Intro to Multi-Node Machine Learning 1: Setting up an HPC cluster

This blog post is meant to guide you through how to easily use and set up an HPC cluster. This is the first article in a 3-part series about multi-node machine learning. You can also check out:

Intro to Multi-Node Machine Learning 2: Using Slurm — find out how to launch jobs on an HPC cluster with Slurm.
Intro to Multi-Node Machine Learning 3: Multi-Node Training — find out how to launch a multi-node job to train ML models.

⚠️ Note: This article uses the AWS Parallel Cluster as an example of how to set up a cloud-based cluster.

1. Intro to HPC clusters

A High Performance Computing cluster is a collection of interconnected computers designed to handle computationally demanding tasks, and is thus often used for machine learning workloads.

1.1 Cloud-based clusters vs on-premise clusters

While traditional on premise HPC clusters have their own advantages, such as better network communication or more control over each component, they require significant investment in hardware and expertise to set up and maintain the infrastructure.

Cloud-based clusters, on the other hand, are easier to set up and require less maintenance. The main advantages are:

Scalability: supports a mix of on-demand and spot instances, which means you can configure the cluster to automatically scale based on demand and specify the desired ratio of on-demand to Spot Instances.
Integration: integrates with other cloud services such as shared storage (e.g. s3 and Amazon FSX Lustre on AWS)
Customisation & Elasticity: you can easily configure different cluster components, such as instance types (e.g. compute or memory optimised instances), storage capacity and type, maximum number of compute nodes etc.

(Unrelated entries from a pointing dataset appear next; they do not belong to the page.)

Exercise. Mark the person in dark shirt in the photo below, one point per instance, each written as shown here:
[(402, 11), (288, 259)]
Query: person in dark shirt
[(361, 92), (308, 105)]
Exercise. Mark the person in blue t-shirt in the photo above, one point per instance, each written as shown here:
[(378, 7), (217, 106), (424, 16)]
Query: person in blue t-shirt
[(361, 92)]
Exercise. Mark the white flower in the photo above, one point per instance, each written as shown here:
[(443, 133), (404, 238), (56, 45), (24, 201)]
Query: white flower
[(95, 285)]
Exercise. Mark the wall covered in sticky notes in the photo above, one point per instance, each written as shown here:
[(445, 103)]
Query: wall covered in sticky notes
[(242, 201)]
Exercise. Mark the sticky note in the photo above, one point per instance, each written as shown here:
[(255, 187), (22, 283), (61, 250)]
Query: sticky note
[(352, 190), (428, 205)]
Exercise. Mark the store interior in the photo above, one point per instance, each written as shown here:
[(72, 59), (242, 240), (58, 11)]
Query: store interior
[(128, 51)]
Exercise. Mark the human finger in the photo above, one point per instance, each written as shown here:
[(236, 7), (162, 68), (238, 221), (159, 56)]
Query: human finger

1.2 How does an HPC cluster work?

Example of popular cloud-based clusters (AWS top, Google Cloud bottom)

An HPC cluster usually has the following components:

A head node: orchestrates the scaling logic of the cluster and is responsible of attaching new nodes to the scheduler.
Compute fleet: collection of nodes that are scaled up or down when submitting a job. They share the same filesystem as the head node.
Shared filesystem: centralized storage that can be accessed by all nodes in the cluster, often in the form of a high-speed parallel file system.
Cluster management software: handles job scheduling, resource allocation, monitoring, and other administrative tasks. A popular cluster orchestrator tool is Slurm.
Networking: nodes are connected via high-speed networks e.g. InfiniBand, Ethernet etc. to ensure fast inter-node communication.

2. How to set up an AWS Parallel Cluster from scratch

You can create a new AWS parallel cluster at no additional cost, you only pay for resources needed to run it.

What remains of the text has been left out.